De nuevo candidata en las legislativas de noviembre de 1933 por la provincia de Madrid, Campoamor fue la menos votada en la lista del Partido Radical, quedando fuera del Parlamento justo cuando habían votado las mujeres y cuando iba a gobernar, con sostén de la derecha, su triunfante partido. Aceptó en diciembre de 1933 ser directora general de Beneficencia, integrada en el Ministerio de Trabajo, pero abandonó ese cargo en octubre del año siguiente, cuando la cartera de Trabajo recayó en un ministro de la CEDA. Distanciada desde entonces del partido de Lerroux, intentó en vano incorporarse a Izquierda Republicana (formación en la que se había integrado la Acción Republicana que ella había abandonado cuatro años antes) y tampoco consiguió concurrir como dirigente de una Unión Republicana Femenina, por ella fundada en las candidaturas del Frente Popular para las elecciones de febrero de 1936.
Aunque Campoamor presentó —con bastante eco historiográfico— su marginación de la vida política como una venganza general por su defensa denodada del voto femenino,[9] tampoco son descartables explicaciones que atiendan al carácter veleidoso de su trayectoria política y al desencaje parlamentario entre sus posiciones sobre el voto y su militancia partidista.
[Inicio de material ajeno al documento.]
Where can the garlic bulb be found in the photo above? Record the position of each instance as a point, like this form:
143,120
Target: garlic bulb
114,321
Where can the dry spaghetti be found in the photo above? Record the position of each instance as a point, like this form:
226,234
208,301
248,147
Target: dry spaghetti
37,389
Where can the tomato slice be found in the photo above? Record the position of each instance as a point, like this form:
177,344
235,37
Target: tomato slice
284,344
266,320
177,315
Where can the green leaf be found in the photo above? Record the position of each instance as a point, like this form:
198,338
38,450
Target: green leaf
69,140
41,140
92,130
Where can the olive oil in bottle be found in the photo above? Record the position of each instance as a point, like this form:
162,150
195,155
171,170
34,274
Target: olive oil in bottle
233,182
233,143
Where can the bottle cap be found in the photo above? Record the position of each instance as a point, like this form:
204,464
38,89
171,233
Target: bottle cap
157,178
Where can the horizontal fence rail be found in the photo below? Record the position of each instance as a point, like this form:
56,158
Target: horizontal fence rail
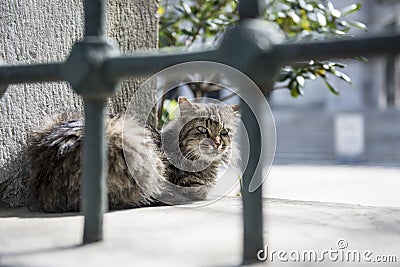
103,72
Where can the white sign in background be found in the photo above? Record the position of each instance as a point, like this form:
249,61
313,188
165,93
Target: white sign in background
349,135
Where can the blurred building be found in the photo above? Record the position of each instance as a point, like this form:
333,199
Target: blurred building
306,125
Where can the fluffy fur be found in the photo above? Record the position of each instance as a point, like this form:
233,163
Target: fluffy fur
151,175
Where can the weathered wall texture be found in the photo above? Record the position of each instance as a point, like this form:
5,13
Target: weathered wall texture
44,31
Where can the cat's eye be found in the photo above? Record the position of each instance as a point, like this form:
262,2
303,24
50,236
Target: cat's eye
202,129
224,132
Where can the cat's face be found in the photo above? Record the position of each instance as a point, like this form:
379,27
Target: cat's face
208,132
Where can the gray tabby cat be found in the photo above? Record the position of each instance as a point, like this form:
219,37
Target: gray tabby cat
178,164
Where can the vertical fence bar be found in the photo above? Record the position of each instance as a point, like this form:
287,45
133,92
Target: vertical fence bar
95,17
94,193
94,171
253,239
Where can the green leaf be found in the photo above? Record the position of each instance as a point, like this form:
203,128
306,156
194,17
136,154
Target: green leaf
358,25
350,9
300,80
342,76
331,88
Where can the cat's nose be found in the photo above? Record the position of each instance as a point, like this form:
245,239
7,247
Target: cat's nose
217,143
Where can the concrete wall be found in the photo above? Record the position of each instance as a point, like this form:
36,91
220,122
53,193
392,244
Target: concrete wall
44,31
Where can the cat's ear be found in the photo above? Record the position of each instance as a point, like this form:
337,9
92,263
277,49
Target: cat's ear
185,106
235,108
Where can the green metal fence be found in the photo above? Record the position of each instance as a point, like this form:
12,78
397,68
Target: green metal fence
94,69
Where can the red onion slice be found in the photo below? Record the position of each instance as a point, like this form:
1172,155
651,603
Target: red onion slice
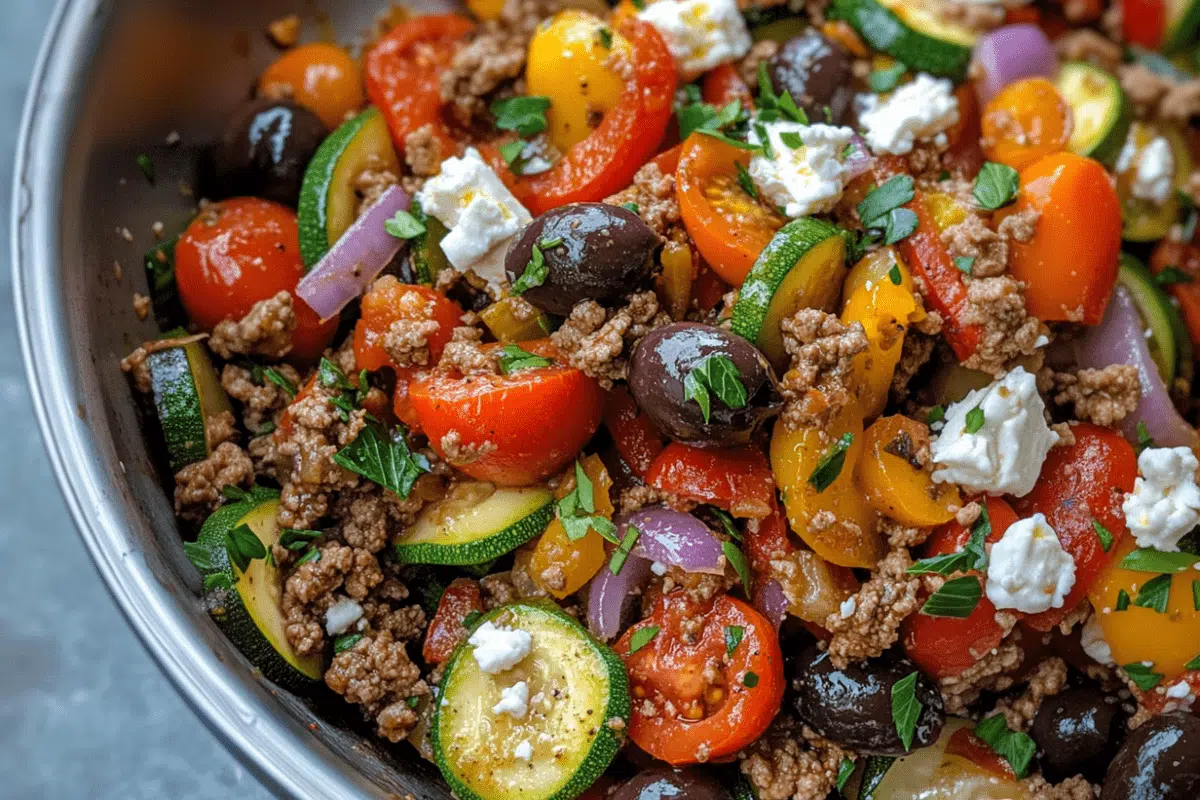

El caso es que, en mayo de 1936, manifestó su contento por la compatibilidad del voto femenino con la victoria de las izquierdas,[10] y se anunciaba un homenaje a su labor sufragista, tributado por mujeres relevantes en la vida política y cultural. Pero el estallido de la guerra produjo un nuevo viraje en su trayectoria. Abandonó España a comienzos de septiembre de 1936, embarcándose para Génova, rumbo a la ciudad suiza de Lausana, donde se estableció acogida por su amiga, la abogada Antoinette Quinche. Allí escribió un libro, que no fue publicado sino en versión francesa en 1937, La révolution espagnole vue par une républicaine, donde, aunque no manifestaba afinidad ideológica con los sublevados, cuestionaba severamente la legitimidad del Gobierno republicano, posición que, en una persona de su trayectoria, resultaba más bien provechosa para aquéllos.
Antes de que concluyera la guerra, marchó en 1938 a Argentina, donde publicó libros y artículos sobre temas de cultura española, así como traducciones del francés, actividades que probablemente le sirvieron como medio de vida.[11] No parece que tuviera contacto estrecho con los exiliados republicanos allí establecidos, ni siquiera aquéllos con quienes podía tener proximidad ideológica o profesional, como Alcalá-Zamora, Ossorio y Gallardo o Jiménez de Asúa. Hizo dos viajes a España, en 1947 y 1951, con algún propósito de establecerse en ella, pero se rindió a la evidencia de que su pasado republicano, feminista y masón no era de recibo bajo el régimen de los vencedores. En 1955, al tiempo que Perón perdía el poder, Campoamor regresó a Lausana. Había asistido en Argentina al establecimiento del sufragio femenino en 1947, y pudo asistir al mismo avance, harto tardío, en Suiza, en 1971. Al año siguiente falleció en Lausana, siendo trasladados sus restos al cementerio de Polloe en San Sebastián.